Glee has now been relegated to the reading of recaps on TWOP.
So what happened? What changed?
The first half of season one was brilliant. The show could have ended with the December episode, and it would be remembered for being a brilliant, entertaining and endearingly honest show about youth and fitting in. The songs weren't all mainstream shill, and they weren't used at the expense of plot.
That's the first thing that changed, when producers realized they could make millions from those damn tie-in soundtracks (I'll never forget one club that actually played the GLEE version of Don't Stop Believin' instead of the original). Suddenly our stars were leaping into song at every possible moment, and Sue Sylvester became a one woman joke factory for Will's lesbian hair (her words, not mine). And while the plot greatly suffered, the writers still had a fairly good grasp of their characters, of their desires, of the roots of their insecurities. (Except Will, who got more and more ridiculous).
The first episode that ACTIVELY PISSED ME OFF was when Finn temporarily moved in with Kurt. Kurt had been scheming and almost sexually harassing Finn for a number of episodes at that point, and yet when Finn finally loses it, Kurt is apparently the one with the moral high ground.

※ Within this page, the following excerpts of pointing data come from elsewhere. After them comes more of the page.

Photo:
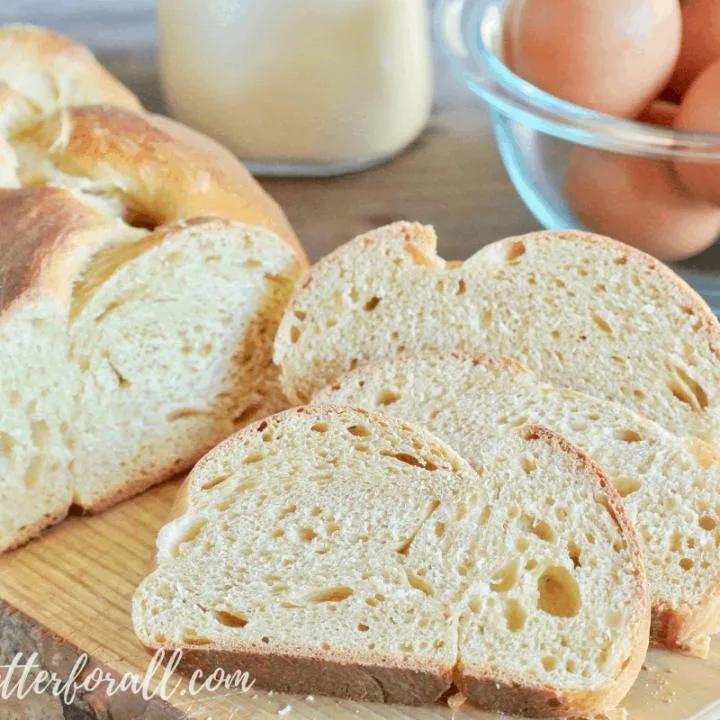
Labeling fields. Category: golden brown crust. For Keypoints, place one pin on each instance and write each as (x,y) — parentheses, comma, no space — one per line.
(343,678)
(422,240)
(294,673)
(164,178)
(55,56)
(685,630)
(46,236)
(505,693)
(610,498)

And that is the real turning point: when the show shifted from a tone of high camp, which made a lot of the character stupidity forgiveable, to a sort of self-seriousness that does not work at all when every one of your characters is a broad character. The show started to substitute random character traits for actual personality and depth (Sue has a mentally disabled sister, which explains...everything apparently?).
So then season two came along, and I was sucked in by all the summertime hype, enough to maybe give it a chance. But they did it. Three episodes, three writing decisions of absolute stupidity, and I was done.

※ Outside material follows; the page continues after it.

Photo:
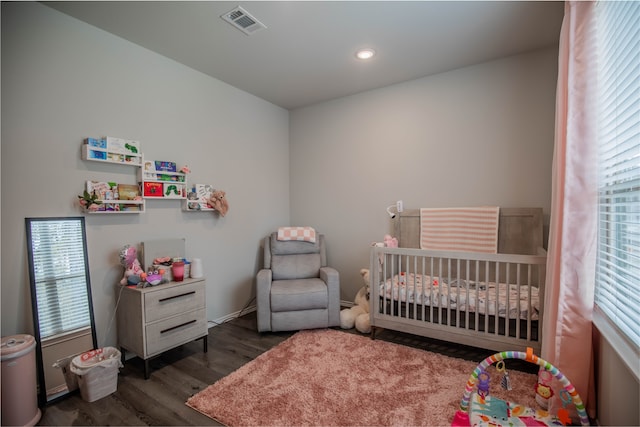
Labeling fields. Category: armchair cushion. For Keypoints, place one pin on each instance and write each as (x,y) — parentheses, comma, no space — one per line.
(300,266)
(295,295)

1. Artie wants to be a football player. Finn helps him. Coach Beiste accepts. HOW MANY THINGS ARE WRONG HERE?!? First of all, what an awful, awful message to send to kids with any sort of developmental problems: you can literally do anything. You are born with a disadvantage, but that's ok, because CLEARLY EVERYONE WILL ALWAYS BEND OVER BACKWARD TO HELP YOU! Especially COMPETITIVE teams that want to WIN THINGS. And we had always been shown that Artie had quite well adapted to his disability, so now he wants to achieve the impossible? OFFENSIVE, SHOW!

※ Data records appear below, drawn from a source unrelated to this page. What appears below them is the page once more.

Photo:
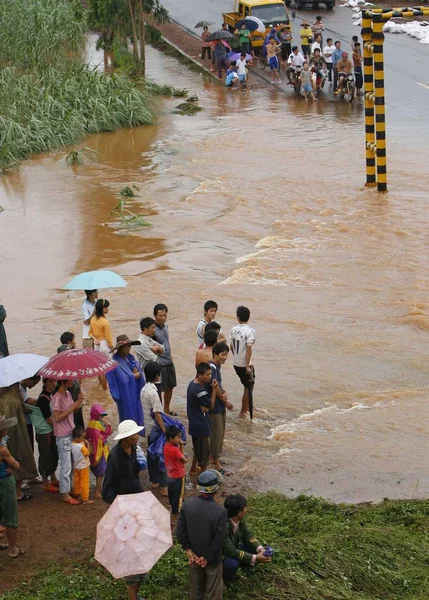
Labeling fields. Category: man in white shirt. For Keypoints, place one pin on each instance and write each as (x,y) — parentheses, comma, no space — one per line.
(295,59)
(241,69)
(327,55)
(241,342)
(149,350)
(87,311)
(152,411)
(316,44)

2. The Britney episode. What an unqualified waste of time. There wasn't even the usual attempt to make the songs sort of relevant to the goings on in the teenager's lives, we were just treated to a bunch of SHOT-FOR-SHOT remakes of Britney music videos, which I tried so hard to avoid the first time around (as did so many). Why do these Broadway qualified singers need to be dumbing themselves down to sing the least musical songs in the world anyway? OFFENSIVE, SHOW!
3. The straw that broke the camel's back: singing 'religious songs' in a school sponsored activity. This is illegal, EVEN IN TEXAS. It's personally offensive to me both as a religious person, and as a defender of secular separation of church and state. The idea that someone found religion in a cheese sandwich is offensive and dumb (even for Finn), and that he would then force his new views on everyone else (and be allowed to do so in choir) is even more offensive. So well done on the double whammy, Glee, offending truly religious people and offending secularism and the legal principle of separation of church and state.
There are so many other things to carp on, but I've said my piece.
And just to be clear, Glee, it's not me. It's definitely you.